The current turnover tax rate of 1% will be going up to 2% for all bets, both retail and online. The duty on gambling exchanges in which bookmakers match bets placed by punters will also rise, going from 15% to 25%. The rise comes amid warnings from gambling companies based in the country that the hike would “kill the industry”.
The announcement comes as a further blow to the FTSE 100 company that has seen its share value fall by 30% over five months.
Potential €23 million cost
Paddy Power Betfair released a Regulatory News Service (RNS) to the London Stock Exchange that said that it expected the cost of the tax rise to be “an additional £20m sterling (€23.8m, $26m) of betting duty” if the rate were applied to this year’s figures.
The group has over 260 locations in the country, along with a large number of online gamers who live in the territory too.
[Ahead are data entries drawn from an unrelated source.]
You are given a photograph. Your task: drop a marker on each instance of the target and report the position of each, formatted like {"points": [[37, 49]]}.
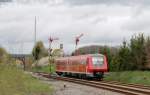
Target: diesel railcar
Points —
{"points": [[90, 65]]}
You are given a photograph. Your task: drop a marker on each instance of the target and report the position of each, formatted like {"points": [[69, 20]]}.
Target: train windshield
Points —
{"points": [[98, 60]]}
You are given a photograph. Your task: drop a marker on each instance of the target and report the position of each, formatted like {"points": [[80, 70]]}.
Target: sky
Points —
{"points": [[103, 22]]}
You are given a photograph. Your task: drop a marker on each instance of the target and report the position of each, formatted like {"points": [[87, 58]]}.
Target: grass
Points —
{"points": [[14, 81], [137, 77]]}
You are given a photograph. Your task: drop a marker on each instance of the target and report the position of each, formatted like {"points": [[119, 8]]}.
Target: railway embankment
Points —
{"points": [[135, 77], [14, 81], [70, 88]]}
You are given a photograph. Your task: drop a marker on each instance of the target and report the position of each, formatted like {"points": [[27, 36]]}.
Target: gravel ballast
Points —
{"points": [[67, 88]]}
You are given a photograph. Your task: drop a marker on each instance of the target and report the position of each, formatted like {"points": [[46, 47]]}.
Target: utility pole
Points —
{"points": [[35, 31], [50, 52], [77, 39]]}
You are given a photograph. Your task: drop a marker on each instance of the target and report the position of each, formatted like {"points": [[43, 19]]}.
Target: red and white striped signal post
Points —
{"points": [[77, 41], [50, 50]]}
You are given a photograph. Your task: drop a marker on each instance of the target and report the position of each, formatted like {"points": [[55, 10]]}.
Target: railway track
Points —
{"points": [[128, 89]]}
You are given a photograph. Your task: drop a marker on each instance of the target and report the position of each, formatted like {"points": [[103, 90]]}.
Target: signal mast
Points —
{"points": [[50, 49], [77, 39]]}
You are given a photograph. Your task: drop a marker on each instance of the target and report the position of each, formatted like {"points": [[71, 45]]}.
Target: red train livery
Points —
{"points": [[92, 65]]}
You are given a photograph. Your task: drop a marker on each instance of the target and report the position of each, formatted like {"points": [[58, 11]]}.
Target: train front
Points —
{"points": [[98, 65]]}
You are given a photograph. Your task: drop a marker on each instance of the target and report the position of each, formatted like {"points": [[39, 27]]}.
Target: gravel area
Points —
{"points": [[67, 88]]}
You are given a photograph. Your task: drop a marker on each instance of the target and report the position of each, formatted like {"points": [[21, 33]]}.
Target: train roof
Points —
{"points": [[79, 56]]}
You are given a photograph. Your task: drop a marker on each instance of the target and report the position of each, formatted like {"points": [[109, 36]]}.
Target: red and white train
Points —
{"points": [[90, 65]]}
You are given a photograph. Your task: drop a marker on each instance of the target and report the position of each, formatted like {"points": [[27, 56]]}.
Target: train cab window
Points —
{"points": [[98, 61]]}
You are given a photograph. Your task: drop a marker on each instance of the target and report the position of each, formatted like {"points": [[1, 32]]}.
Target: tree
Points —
{"points": [[124, 57], [3, 55], [39, 51], [137, 46]]}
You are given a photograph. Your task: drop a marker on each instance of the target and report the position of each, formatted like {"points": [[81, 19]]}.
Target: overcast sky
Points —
{"points": [[103, 22]]}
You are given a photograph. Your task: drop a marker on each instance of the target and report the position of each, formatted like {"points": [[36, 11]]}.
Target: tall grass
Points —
{"points": [[137, 77], [13, 81]]}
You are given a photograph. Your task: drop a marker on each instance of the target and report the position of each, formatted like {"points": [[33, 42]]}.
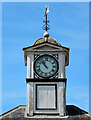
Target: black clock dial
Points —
{"points": [[46, 66]]}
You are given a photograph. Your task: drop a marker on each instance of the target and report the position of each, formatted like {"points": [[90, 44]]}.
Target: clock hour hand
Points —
{"points": [[43, 62]]}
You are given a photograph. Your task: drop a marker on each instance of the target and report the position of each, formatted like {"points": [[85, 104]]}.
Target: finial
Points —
{"points": [[46, 26]]}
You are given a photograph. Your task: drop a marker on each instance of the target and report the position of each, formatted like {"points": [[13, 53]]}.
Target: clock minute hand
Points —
{"points": [[43, 62]]}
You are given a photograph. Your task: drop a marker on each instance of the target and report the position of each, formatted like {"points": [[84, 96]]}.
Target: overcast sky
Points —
{"points": [[22, 26]]}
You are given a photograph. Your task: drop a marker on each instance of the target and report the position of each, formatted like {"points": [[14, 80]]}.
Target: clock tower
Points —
{"points": [[46, 60]]}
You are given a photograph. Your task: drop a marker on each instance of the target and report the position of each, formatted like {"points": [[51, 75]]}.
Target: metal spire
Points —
{"points": [[46, 26]]}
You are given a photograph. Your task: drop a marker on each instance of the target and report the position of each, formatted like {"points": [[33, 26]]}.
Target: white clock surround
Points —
{"points": [[53, 90]]}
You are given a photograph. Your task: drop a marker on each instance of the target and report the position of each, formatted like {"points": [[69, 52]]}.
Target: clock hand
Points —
{"points": [[43, 62]]}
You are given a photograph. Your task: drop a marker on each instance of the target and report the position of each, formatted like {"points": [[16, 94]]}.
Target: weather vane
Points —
{"points": [[46, 26]]}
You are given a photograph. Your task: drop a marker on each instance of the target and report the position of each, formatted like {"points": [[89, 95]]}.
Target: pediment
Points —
{"points": [[45, 47]]}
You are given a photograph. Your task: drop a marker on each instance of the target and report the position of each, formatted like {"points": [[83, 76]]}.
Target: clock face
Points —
{"points": [[46, 66]]}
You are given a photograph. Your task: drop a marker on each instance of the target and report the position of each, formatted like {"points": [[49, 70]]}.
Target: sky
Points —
{"points": [[22, 26]]}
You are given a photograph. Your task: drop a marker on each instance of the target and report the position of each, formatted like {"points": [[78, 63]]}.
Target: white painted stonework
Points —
{"points": [[46, 97]]}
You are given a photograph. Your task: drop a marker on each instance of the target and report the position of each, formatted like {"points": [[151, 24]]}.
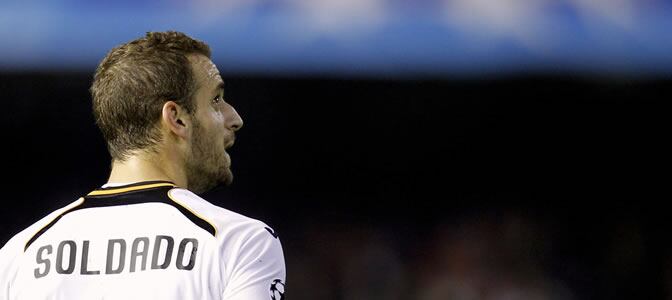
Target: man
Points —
{"points": [[159, 102]]}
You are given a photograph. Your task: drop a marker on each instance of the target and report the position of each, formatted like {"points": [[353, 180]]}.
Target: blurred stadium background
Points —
{"points": [[428, 149]]}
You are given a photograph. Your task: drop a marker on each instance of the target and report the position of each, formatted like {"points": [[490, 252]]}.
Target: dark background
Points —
{"points": [[540, 186]]}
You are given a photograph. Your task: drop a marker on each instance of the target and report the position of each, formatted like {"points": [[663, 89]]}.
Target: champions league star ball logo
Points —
{"points": [[277, 290]]}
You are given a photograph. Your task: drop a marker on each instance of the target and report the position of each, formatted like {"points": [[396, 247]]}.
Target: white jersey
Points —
{"points": [[148, 240]]}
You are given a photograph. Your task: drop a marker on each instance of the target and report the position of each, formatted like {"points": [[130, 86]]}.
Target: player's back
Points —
{"points": [[142, 241]]}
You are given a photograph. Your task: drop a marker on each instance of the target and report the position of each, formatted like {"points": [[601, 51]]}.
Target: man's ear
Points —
{"points": [[175, 118]]}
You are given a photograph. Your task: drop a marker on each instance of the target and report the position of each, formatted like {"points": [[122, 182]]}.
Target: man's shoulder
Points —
{"points": [[18, 243], [226, 222]]}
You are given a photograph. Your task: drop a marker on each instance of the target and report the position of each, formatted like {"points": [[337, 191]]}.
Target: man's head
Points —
{"points": [[161, 93]]}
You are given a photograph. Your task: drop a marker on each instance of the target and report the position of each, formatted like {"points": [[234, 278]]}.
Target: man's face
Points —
{"points": [[213, 131]]}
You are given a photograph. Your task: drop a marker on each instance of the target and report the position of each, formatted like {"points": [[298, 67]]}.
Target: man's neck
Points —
{"points": [[140, 168]]}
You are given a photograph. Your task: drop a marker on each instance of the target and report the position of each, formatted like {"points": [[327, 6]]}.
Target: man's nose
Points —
{"points": [[236, 121]]}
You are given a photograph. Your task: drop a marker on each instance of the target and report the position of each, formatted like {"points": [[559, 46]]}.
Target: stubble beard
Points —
{"points": [[206, 169]]}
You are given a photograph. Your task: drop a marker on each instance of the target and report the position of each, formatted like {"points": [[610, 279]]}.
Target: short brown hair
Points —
{"points": [[132, 83]]}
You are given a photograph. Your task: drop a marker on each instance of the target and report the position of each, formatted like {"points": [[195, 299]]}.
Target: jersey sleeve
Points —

By the end of trading on 8 October shares were at 6,510 pence per share, before falling sharply to 6,175 pence per share at the end of trading on 9 October.
It comes after a tumultuous six months for the operator as only in May Paddy Power Betfair’s shares were trading at 9024.9 pence per share (price valid as at 31 May 2018), which equates to 33% written off in just half a year.
To date, no other operators, such as William Hill and GVC Holdings, have emerged relatively unscathed.
Donohoe said the increased rate should generate an extra €51.6 million a year ($59.54m) in tax revenues for the government. Analyst Joseph Quinn and Michael Mitchell of Davy Stockbrokers in Dublin said the increased tax rate could cut Paddy Power Betfair’s post-tax revenue by 4%; they also noted the importance of the Irish market in the company’s structure.
Betting shops to close
The Irish Bookmakers Association, which represents more than 700 Irish betting locations, has predicted the tax increase could close almost 50% of its members’ stores. The Association’s chief executive Sharon Byrne said up to 1,500 jobs could be lost as a result.
Byrne said: “It’s absolutely horrific and it’s hitting hardest the little guys. Four hundred and fifty shops closed in the recession, leaving just 200 of them, and their shops are absolutely unviable at a 2% turnover tax.”
Solicitor and McCann FitzGerald partner Alan Heuston echoed these views: He said: “We’ve already seen a drop in the number of licensed retail premises, but this increase may result in further consolidation and closures and, subsequently, job losses and a loss of tax to the exchequer.
“It could also drive customers to black market operators who operate remotely and do not pay the existing 1% rate of tax.”
Hit from every angle
As well as the Irish tax rate rise, the group could be facing turmoil in mainland Europe due to the changing climate in countries such as Italy, where betting advertising in sports is being banned.
Its Australian brand Sportsbet has also been struggling recently because of changes in “point of consumption taxes”.
The company announced it had cut its annual earnings guidance by around £12.5m ($16.5m), despite the extra funds generated by the summer’s World Cup. Investors have expressed their disappointment with this year’s figures to date, with six-month growth falling short of predictions too.
Investec analyst Alistair Ross called the figures a “solid miss”. He said: “Paddy Power Betfair stands to gain from the opening up of US betting markets, confirmed earlier this year, and has moved quickly to expand its FanDuel site to capitalize.
“That benefit, though, now appears to be priced into the shares and investors will want to see an improved operational performance and a return to growing market share from here.”
Stocks in the company have suffered as a result, but the Irish government looks likely to stick to its guns on the increased tax rate.